LA MORALE DE LU QUARTE ABBALLE
Lo sviluppo urbano ed urbanistico dopo l'espansione dei borghi murati medievali portava a creare i "quarti" ammande (quartiere di sopra) e abballe (quartiere di sotto).
Le prime e più prestigiose case fuori le mura, spesso gentilizie, erano dei borghesi o dei galantuomini o comunque degli emigrati che avevano fatto fortuna all'estero.
Le case dei "quarti" erano del contado che piano piano si emancipava. A San Salvo un intero "quarto", appartenuto ad un ordine religioso, fu lottizzato e venduto agli ortolani che emigrarono da Vasto all'inizio del secolo scorso. Era "lu quarte abballe" con centinaia di monolocali (6 x 6 mq) ad un piano, abitati dalla numerosa famiglia, dal somaro e da almeno una gallina.

Si trattava di case e famiglie povere che ci sono state fino al boom industriale del secolo scorso e che "gli Amici del sorriso" stanno portando in scena in questi giorni.
Forse per ricordarci come eravamo fino a sessant'anni fa, con l' anziana saggezza, l' astuzia femminile e la semplicità di che aveva ritardi cognitivi affidata alla famiglia.
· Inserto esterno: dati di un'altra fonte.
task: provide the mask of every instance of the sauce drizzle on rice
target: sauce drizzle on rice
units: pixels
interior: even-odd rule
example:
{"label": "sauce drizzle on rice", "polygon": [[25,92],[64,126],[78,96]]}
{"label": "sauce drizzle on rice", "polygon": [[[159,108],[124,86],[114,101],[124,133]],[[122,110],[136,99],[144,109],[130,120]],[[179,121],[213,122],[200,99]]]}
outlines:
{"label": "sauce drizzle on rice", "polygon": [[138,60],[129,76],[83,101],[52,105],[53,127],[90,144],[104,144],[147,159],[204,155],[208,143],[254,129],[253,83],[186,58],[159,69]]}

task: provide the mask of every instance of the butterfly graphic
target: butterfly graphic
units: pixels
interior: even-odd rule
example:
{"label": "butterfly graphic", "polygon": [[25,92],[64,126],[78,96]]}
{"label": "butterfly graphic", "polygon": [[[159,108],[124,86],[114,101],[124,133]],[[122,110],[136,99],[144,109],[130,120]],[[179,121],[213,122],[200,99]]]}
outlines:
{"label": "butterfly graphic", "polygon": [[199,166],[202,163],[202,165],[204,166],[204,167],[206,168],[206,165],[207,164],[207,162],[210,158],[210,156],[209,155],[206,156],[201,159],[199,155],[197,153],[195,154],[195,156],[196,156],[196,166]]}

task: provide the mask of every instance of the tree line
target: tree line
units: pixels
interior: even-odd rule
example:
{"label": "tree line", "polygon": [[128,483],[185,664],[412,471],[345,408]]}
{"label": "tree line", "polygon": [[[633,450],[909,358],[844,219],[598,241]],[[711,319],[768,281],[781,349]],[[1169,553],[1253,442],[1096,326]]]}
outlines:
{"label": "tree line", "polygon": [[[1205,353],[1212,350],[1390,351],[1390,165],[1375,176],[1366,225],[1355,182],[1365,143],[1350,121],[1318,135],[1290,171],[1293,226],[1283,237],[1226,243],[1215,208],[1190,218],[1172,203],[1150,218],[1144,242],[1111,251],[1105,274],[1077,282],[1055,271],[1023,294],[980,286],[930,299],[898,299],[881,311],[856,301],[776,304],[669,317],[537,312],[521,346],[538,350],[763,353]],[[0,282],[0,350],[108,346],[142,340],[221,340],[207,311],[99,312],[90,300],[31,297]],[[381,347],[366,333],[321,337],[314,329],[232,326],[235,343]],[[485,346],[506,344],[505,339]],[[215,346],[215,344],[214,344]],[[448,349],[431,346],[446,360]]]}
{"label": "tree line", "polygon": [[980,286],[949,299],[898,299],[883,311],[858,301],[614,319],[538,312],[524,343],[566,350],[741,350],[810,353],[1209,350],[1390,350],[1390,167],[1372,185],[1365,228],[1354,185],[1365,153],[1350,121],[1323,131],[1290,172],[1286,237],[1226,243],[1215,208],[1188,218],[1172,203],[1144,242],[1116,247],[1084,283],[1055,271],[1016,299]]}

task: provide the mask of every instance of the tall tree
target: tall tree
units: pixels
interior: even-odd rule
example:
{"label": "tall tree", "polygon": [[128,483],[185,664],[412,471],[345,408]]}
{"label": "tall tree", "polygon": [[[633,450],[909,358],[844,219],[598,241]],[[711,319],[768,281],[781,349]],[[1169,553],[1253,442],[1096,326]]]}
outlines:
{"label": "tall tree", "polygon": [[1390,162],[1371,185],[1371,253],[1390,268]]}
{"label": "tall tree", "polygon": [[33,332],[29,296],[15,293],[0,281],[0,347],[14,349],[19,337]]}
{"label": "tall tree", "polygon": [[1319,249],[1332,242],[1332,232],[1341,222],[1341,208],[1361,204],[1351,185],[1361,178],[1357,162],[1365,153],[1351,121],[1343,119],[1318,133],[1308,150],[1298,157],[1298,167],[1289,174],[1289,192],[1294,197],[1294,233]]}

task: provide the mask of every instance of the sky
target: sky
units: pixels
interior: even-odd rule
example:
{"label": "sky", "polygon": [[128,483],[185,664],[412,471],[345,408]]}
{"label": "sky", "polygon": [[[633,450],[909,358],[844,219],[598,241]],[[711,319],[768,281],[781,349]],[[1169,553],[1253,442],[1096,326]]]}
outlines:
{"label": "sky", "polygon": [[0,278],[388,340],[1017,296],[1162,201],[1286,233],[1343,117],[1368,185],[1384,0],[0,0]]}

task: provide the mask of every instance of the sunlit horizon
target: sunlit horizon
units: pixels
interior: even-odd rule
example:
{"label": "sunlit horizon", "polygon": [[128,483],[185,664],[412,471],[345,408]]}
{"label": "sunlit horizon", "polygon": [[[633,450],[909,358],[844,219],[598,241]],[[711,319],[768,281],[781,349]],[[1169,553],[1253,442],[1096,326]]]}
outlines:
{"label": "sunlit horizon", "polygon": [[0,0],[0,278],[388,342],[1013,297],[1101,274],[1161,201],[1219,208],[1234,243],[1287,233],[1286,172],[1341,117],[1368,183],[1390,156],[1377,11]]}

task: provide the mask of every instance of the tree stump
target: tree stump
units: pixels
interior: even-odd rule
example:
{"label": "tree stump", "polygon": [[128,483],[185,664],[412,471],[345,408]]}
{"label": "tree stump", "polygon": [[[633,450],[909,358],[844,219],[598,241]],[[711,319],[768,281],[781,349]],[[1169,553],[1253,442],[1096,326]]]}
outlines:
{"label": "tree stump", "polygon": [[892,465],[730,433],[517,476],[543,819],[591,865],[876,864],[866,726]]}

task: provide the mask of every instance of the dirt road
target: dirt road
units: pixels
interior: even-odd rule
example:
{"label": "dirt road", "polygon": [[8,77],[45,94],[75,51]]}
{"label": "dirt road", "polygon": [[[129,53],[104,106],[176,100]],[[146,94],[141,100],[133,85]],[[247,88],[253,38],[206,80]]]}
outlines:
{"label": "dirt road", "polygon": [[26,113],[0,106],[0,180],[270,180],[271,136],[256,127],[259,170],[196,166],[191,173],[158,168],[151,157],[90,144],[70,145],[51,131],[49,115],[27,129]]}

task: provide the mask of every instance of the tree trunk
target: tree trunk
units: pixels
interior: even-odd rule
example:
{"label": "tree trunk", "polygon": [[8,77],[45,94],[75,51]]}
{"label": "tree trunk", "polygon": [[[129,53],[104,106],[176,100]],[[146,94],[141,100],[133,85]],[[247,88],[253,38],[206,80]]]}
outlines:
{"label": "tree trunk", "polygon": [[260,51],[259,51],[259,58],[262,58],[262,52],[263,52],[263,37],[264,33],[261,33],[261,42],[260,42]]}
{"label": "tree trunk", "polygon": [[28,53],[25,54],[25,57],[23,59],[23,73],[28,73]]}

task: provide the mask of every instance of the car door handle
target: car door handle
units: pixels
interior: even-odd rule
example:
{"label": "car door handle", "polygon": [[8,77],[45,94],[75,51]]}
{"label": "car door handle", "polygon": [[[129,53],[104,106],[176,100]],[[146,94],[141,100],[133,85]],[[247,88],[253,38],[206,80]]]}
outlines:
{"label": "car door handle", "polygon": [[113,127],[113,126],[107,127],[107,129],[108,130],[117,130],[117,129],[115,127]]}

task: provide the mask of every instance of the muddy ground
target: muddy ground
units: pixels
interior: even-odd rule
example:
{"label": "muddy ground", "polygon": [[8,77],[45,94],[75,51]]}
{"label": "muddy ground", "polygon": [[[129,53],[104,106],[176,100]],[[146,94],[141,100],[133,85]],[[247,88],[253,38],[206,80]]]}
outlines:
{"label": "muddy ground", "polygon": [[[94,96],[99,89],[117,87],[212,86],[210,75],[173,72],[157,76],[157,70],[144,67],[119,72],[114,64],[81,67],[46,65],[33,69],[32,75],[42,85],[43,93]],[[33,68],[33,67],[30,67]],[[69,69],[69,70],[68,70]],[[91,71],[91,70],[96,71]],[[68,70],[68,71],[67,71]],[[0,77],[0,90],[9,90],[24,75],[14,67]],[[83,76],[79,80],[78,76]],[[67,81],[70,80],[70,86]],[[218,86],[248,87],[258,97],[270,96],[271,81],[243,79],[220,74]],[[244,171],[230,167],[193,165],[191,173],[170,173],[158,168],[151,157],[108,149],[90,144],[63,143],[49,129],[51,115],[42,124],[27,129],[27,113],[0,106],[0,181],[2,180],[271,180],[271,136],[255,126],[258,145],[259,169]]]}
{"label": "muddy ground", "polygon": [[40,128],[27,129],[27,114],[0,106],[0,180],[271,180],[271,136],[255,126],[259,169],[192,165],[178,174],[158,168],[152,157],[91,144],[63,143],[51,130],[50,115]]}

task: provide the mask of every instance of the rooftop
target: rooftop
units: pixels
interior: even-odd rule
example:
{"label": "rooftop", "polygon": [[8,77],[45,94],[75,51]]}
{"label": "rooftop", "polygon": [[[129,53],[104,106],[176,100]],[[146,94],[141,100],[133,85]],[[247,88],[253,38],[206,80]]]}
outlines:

Ne esce un quadretto divertente e al tempo stesso profondo, con la parte del vecchio saggio affidata al "neofita" Erminio Cardarella, capace di farci ridere, sorridere e riflettere; con due donne di famiglia, Ciccotosto e Di Vito, che sanno essere eleganti e popolane nel contempo; con Mario Torricella in versione femminile "semplice ma non troppo"; con il duo Civitarese - Sebon sempre più affiatato e divertente; con Angelo Di Bartolomeo, Roberto Lamelza e Lara Franceschini che hanno coadiuvato, ma senza stravolgerlo, il collaudato menage familiare.
Ne emerge un vissuto conosciuto e ricordato da chi ha i capelli bianchi, che non viene rimpianto perché si era nella società di sussistenza (quando ancora c'erano gli ingiusti manicomi), ma che era capace di "espellere" gli elementi spuria come lo spacciatore di droga o la figlia che si ricorda della mamma solo per averne l' eredità.
Insomma famiglie povere ma oneste, semplici ma sagge, in cui gli anziani restavano a casa fino all'ultimo giorno, le donne non abortivano ed i disabili intellettivi non venivano bullizzati (se restavano nel quadro familiare in cui ciascuno aveva un ruolo).
Civitarese con "chelle di Lu quarte abballe" ha convalidato la teoria di Erving Goffman, secondo cui, in fondo, le persone sono come attori che gestiscono le impressioni che fanno agli altri (pubblico).
I sette attori hanno abilmente dimostrato che le famiglie povere d'un tempo andato riuscivano a gestire gravidanze indesiderate, strozzinaggio, improvvisa disoccupazione, lasciti di defunti, deficit cognitivi ed imbroglioni di quart'ordine con saggezza e bonomia.